Now we come to the dramatic scene in which Esther reveals her identity and makes her plea for her people before Xerxes. I’m guessing that by this time, most of her fears are gone, as Xerxes has by this point shown her great favor. Still, perhaps there was a little doubt in her heart whether he would side with Haman or with her.
It must have warmed her heart to see the concern Xerxes showed when she told him that she and her people were in great danger. Xerxes answered hotly,
Who is he? Where is he—the man who has dared to do such a thing? (7:5)
Haman must have been stunned to hear himself named, and in the next instant must have realized that Esther was a Jew. Xerxes made the same realization at the same time, and was so upset that he walked out of the room to clear his mind.
Haman knew he was in deep trouble and so he went to Esther to plead for his life. Esther meanwhile, must have been terrified, thinking that Haman was coming to attack her, and it was at this point, that Xerxes came back into the room. And when he saw Haman near Esther (a serious breach of Persian protocol; no man was to ever come within 7 steps of the queen), and perhaps seeing a look of terror on her face, he immediately exclaimed,
Will he even molest the queen while she is with me in the house? (7:8)
One of Xerxes’ servants spoke up at that moment, telling the king about how Haman had built gallows to hang Mordecai, who had saved Xerxes’ life. At which point, Xerxes said, “Hang him on it.”
Esther then brought Mordecai before Xerxes and he made Mordecai prime minister in Haman’s place. Once again Esther pleaded for her people, and though Xerxes couldn’t repeal the law he had made (he was not above the law), nevertheless, he gave Mordecai and Esther the authority to at least nullify its effects.
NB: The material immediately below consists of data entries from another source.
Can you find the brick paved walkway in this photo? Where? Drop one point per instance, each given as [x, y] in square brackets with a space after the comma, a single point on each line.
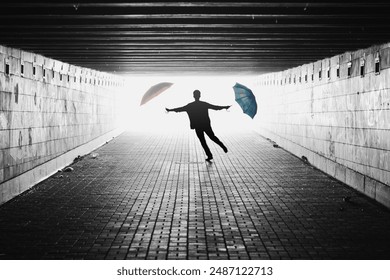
[154, 197]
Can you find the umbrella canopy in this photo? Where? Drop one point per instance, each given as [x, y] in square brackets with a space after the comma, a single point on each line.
[246, 99]
[154, 91]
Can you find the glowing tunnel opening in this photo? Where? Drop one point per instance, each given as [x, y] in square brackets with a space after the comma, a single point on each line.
[152, 116]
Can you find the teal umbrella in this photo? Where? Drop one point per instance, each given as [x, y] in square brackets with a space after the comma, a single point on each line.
[246, 99]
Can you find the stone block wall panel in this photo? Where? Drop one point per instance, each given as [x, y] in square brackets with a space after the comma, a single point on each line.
[340, 122]
[48, 109]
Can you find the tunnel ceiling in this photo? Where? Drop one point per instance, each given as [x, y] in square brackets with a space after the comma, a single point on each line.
[186, 37]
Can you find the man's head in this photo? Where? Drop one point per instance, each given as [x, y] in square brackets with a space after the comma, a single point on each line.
[196, 94]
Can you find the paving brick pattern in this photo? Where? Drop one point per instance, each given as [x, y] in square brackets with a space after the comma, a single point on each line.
[154, 197]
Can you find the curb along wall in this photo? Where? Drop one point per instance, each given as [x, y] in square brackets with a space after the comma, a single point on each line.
[336, 113]
[50, 112]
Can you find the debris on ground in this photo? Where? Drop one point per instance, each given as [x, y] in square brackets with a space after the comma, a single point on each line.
[346, 198]
[78, 158]
[68, 169]
[305, 159]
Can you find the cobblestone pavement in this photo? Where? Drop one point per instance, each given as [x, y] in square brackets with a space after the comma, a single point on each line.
[154, 197]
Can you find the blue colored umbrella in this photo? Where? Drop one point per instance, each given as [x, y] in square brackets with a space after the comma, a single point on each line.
[246, 99]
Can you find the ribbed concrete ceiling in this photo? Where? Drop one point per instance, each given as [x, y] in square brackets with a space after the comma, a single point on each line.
[181, 37]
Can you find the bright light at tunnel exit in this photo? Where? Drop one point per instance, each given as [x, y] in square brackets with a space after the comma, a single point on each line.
[152, 116]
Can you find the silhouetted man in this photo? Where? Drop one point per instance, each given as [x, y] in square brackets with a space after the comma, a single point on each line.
[199, 120]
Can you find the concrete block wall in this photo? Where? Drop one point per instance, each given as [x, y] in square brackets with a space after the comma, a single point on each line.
[336, 113]
[50, 112]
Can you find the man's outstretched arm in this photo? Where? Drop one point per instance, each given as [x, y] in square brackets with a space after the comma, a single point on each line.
[216, 107]
[177, 110]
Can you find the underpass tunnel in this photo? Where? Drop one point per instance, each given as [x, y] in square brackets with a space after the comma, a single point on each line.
[87, 172]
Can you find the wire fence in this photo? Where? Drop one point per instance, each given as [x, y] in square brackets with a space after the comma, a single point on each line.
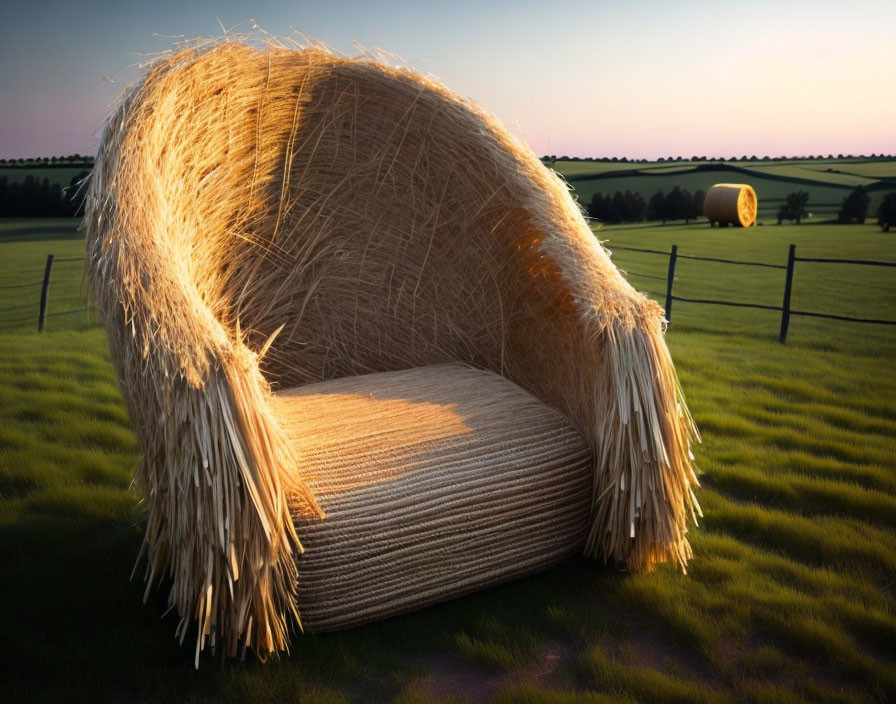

Mordecai and Esther made a new law that said that the Jews had the right to defend themselves. Some people have interpreted this law to mean that the Jews also had the right to exterminate the women and children of those who tried to destroy them, but it likely means (as the NIV reflects) that the Jews could defend themselves against those who tried to attack them, their wives, and their children.
The right to take plunder was also probably added as an extra deterrent to those who would think about trying to attack the Jews. Despite this provision, it should be noted that none of the Jews actually did plunder their enemies.
Some people have also criticized the hanging of Haman’s sons. I should point out however, that they were actually killed while trying to destroy the Jews (9:5-10). Their dead bodies were then hung as an example to all those who would try the atrocities they had tried to commit.
What can we get from all this? Two things.
First, just as Xerxes rose up to defend his wife and her people, so God rises up to defend us. When the Enemy comes up against us to destroy us, God doesn’t leave us helpless. Instead he fights for us and he will cast down the enemy. Such is the great love God has for us.
Second, although Xerxes was on their side, the Jews still had to fight. In the same way, though God is on our side, we still have a spiritual battle to fight. Because of this, God calls us to arm ourselves with his armor (Ephesians 6:10-18).
So when we’re under spiritual attack, let us take heart. God is with us. So let us gird ourselves with his armor and fight the good fight of the faith (I Timothy 6:12), knowing that because of him, we have already won the victory.